To write efficient big queries, you need to think in terms of data flow and write declarative SQL with an execution plan in mind; it reminds me of my days tweaking source code to encourage a compiler to make certain register allocation decisions.

PG is a bitch here. It's often easier to get good performance by fetching one query, transforming it into a comma-delimited string, and then injecting it into the subsequent query (possibly in batches) to be sure you're getting the plan you need.

MySQL's planner is kind of stupid, but it's predictably stupid and there's lots of hinting tools available. I find it a lot easier to make it work fast for big queries. Sometimes it simply doesn't implement the best strategy (e.g. no hash joins), of course, so sometimes it's not as fast as you could get with PG, but it's usually easier to outperform.

keanzu6y ago

> To write efficient big queries, you need to think in terms of data flow and write declarative SQL with an execution plan in mind; it reminds me of my days tweaking source code to encourage a compiler to make certain register allocation decisions.

That mirrors my experience with Oracle. The only difference is that there's a hinting mechanism provided which will almost always allow you to force the execution plan you want.

1 more reply

oarabbus_6y ago

>Most modern RDBMS are optimized for point-lookup queries and have a very hard time choosing good plans when you're selecting millions of rows amongst billions.

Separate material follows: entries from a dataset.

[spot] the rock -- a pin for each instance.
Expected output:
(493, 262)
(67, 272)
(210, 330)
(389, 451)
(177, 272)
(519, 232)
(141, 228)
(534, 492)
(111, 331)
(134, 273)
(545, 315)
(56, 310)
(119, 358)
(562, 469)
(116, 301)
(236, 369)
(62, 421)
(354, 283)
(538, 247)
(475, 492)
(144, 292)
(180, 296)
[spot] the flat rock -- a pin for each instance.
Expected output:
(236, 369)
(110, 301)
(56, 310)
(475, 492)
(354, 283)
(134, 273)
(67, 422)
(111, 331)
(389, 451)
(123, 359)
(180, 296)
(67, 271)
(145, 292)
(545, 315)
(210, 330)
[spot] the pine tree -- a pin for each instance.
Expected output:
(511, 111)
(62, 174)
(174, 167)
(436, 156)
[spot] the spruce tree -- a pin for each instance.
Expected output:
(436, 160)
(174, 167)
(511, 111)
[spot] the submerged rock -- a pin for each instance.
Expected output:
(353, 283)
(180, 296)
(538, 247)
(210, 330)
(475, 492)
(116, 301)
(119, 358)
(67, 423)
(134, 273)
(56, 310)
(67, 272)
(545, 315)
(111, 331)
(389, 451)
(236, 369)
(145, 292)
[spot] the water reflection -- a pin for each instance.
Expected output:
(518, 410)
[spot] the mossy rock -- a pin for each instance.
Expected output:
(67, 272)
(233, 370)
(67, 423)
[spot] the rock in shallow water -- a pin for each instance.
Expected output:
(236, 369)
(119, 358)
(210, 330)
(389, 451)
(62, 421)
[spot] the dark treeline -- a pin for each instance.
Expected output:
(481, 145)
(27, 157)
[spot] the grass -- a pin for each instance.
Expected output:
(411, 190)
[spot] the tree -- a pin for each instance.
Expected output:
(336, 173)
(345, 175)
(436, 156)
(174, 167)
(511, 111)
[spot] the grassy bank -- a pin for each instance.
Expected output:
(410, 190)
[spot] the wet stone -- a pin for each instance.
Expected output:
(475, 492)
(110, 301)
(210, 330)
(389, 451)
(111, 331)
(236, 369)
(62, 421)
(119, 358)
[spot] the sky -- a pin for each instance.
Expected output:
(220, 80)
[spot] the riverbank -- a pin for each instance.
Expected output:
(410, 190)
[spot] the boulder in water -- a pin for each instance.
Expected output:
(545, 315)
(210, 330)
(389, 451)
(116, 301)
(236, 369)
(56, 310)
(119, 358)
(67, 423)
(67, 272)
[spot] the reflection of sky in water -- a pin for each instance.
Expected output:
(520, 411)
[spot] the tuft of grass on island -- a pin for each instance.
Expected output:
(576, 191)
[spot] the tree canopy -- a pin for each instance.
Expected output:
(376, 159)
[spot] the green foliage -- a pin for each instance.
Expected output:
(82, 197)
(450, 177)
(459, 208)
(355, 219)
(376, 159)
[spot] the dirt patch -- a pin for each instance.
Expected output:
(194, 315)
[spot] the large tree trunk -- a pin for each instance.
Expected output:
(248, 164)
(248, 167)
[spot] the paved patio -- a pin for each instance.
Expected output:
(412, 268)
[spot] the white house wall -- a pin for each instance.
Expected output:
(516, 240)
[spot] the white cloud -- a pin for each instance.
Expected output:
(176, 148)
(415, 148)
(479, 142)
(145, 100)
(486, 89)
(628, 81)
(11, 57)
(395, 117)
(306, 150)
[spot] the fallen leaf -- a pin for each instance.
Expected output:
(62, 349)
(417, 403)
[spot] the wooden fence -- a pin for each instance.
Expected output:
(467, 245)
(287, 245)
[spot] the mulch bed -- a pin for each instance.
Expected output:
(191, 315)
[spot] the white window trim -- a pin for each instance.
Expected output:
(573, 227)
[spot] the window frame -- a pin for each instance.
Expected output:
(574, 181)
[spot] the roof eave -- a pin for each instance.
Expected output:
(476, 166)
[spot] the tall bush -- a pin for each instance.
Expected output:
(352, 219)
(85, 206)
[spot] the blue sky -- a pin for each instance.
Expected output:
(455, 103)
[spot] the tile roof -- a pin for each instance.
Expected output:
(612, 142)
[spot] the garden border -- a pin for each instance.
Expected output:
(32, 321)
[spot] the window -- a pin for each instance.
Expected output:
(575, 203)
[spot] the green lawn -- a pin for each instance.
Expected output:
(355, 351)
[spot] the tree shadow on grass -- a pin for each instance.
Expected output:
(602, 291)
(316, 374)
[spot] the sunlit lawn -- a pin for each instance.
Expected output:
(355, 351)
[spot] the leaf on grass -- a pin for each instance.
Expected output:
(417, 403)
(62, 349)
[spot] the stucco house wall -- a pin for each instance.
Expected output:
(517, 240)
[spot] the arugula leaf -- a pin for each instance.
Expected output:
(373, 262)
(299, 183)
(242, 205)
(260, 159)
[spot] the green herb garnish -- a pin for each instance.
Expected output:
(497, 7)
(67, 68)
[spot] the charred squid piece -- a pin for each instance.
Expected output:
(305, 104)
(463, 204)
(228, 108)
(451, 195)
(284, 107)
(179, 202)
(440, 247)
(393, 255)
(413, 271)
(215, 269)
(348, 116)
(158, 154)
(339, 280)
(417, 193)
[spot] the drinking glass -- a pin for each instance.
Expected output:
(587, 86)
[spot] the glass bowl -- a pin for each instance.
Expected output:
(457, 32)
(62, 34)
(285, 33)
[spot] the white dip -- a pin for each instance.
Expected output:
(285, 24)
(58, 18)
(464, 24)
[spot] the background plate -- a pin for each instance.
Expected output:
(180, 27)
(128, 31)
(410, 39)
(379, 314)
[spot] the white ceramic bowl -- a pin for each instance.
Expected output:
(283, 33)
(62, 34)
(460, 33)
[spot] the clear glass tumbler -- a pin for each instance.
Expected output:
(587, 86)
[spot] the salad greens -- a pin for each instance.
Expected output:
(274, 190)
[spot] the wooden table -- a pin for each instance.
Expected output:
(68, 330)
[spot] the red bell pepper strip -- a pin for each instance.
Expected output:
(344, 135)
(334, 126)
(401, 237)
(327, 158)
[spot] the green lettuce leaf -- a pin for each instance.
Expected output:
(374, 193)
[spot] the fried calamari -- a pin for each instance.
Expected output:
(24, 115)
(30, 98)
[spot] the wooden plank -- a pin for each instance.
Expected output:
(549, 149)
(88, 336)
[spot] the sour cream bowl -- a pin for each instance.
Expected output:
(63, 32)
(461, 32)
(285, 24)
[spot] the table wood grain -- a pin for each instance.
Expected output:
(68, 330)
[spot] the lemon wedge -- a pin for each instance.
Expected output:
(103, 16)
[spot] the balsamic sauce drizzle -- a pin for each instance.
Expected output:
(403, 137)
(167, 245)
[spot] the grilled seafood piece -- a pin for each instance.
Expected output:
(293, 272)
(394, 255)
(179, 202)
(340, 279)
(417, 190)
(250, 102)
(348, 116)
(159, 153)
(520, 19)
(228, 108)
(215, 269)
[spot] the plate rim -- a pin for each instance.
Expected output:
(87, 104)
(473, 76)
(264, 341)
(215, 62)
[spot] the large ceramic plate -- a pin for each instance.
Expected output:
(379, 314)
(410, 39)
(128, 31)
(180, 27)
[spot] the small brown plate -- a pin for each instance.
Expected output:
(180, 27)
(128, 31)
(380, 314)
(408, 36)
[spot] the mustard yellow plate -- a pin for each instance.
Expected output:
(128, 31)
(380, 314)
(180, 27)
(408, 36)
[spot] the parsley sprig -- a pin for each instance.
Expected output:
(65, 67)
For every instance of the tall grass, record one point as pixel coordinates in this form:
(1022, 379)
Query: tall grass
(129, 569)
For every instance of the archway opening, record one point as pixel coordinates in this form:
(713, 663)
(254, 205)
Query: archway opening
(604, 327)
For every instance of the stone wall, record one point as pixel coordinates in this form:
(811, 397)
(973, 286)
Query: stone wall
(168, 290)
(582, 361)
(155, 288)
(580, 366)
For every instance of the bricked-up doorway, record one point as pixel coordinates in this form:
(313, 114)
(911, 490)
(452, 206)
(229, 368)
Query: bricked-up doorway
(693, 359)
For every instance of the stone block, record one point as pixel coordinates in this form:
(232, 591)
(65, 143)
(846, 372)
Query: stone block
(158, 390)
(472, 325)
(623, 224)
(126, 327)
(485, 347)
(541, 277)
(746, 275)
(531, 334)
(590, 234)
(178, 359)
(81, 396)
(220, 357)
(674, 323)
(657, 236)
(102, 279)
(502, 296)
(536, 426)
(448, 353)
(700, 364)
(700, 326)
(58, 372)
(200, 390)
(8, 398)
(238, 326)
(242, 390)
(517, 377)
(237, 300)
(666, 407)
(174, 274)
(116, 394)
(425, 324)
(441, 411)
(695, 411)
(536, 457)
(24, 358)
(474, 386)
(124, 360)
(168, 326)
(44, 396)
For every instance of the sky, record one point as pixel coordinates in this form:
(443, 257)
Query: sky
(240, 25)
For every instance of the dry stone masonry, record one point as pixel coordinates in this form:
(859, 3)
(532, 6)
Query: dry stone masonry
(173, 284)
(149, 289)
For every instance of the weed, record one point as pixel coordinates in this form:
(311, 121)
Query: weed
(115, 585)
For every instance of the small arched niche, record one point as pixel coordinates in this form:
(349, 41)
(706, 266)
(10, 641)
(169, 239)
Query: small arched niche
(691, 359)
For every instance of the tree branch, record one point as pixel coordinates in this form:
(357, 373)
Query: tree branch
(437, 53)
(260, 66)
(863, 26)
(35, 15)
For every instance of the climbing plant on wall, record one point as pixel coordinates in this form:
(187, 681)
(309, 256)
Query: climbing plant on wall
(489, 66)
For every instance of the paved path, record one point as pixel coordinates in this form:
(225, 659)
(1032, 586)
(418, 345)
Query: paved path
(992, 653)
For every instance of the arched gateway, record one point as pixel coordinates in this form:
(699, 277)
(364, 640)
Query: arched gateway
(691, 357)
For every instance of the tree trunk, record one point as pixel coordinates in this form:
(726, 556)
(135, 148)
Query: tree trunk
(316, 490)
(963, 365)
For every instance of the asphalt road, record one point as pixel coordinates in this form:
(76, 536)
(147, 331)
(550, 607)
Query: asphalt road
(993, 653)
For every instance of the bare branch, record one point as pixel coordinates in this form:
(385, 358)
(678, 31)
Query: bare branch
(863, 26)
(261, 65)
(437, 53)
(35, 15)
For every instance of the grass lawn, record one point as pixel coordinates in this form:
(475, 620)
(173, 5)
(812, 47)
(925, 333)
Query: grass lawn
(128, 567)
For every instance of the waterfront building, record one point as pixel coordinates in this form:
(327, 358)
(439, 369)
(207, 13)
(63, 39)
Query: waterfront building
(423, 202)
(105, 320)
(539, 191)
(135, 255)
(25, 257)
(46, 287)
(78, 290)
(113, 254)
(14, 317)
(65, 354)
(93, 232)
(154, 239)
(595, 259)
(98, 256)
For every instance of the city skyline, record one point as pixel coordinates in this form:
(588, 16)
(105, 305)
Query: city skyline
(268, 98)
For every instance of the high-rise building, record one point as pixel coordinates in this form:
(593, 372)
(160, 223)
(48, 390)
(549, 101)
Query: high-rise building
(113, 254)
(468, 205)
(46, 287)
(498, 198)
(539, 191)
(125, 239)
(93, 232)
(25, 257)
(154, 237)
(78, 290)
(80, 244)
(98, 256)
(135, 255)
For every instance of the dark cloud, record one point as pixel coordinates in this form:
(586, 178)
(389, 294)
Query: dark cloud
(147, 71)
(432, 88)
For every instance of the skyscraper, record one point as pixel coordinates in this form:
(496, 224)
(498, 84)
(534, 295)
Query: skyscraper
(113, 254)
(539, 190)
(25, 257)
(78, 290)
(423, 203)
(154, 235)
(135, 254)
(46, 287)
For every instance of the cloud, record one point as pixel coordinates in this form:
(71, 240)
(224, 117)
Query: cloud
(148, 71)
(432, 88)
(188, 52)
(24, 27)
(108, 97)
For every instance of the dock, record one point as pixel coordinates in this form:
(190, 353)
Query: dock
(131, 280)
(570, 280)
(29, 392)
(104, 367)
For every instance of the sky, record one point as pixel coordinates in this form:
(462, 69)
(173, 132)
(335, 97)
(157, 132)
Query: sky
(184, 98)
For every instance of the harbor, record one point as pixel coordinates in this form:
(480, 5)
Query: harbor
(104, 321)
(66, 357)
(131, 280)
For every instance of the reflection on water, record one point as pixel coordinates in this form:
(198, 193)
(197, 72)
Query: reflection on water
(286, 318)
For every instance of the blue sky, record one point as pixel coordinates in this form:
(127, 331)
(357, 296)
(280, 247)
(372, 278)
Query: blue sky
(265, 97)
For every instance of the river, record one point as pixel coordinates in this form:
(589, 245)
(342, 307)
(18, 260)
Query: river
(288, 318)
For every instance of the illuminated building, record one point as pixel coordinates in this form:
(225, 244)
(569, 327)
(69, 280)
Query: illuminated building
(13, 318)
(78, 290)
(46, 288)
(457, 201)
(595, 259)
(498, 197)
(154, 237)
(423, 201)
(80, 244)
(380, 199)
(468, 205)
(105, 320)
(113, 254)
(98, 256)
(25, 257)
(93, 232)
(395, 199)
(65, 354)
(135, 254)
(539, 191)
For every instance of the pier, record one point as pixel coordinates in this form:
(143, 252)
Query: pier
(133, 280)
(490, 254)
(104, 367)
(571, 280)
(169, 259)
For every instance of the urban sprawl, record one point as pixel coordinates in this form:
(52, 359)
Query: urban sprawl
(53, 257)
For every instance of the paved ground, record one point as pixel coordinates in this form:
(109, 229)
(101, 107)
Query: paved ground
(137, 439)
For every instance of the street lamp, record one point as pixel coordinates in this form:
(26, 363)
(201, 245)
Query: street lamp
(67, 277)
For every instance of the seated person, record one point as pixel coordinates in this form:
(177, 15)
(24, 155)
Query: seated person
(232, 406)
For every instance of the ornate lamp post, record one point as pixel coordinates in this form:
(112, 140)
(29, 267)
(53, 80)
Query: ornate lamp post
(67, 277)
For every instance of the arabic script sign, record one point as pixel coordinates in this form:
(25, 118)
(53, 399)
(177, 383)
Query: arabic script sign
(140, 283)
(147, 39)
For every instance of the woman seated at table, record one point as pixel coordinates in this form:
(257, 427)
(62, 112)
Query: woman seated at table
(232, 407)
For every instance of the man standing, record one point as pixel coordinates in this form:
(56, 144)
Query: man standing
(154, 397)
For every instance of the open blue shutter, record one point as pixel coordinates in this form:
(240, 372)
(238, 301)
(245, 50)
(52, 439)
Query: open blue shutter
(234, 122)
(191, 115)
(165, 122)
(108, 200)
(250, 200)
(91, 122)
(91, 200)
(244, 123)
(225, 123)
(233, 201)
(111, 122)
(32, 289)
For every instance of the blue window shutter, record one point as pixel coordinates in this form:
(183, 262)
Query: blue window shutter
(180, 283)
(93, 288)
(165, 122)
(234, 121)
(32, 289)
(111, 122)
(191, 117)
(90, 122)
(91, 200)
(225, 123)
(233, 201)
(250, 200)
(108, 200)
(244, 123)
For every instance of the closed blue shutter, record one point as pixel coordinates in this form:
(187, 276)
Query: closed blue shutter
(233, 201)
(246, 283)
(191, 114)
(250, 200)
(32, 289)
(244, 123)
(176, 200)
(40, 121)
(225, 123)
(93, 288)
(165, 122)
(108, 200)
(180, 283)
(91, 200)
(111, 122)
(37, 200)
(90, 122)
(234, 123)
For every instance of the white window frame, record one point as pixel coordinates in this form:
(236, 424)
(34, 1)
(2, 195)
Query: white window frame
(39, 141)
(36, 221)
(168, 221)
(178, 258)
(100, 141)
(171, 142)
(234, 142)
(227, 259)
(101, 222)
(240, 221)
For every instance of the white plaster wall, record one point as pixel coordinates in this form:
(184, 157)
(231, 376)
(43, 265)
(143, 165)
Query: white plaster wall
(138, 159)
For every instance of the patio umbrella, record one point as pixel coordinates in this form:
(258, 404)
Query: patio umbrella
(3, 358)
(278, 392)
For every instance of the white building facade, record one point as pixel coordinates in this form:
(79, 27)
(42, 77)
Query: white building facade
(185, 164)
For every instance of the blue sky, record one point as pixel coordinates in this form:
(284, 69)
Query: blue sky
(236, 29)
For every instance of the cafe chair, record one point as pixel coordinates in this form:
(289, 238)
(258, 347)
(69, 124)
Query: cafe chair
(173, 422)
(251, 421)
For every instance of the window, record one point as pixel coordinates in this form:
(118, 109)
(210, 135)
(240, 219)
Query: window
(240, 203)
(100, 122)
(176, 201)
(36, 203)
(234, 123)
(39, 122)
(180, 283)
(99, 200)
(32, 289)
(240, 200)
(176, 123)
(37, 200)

Any column store warehouse (Redshift, Bigquery, Snowflake) is terrific for these kinds of queries, though.

jstrong6y ago

> I haven't benchmarked this yet

if you don't measure, you're just guessing.

> after my first experiences with somewhat complex data transformations in numpy and pandas

there are fast ways and slow ways to use numpy/pandas, but generally speaking, it's easy to get order of magnitude improvements using pandas compared to an RDBMS.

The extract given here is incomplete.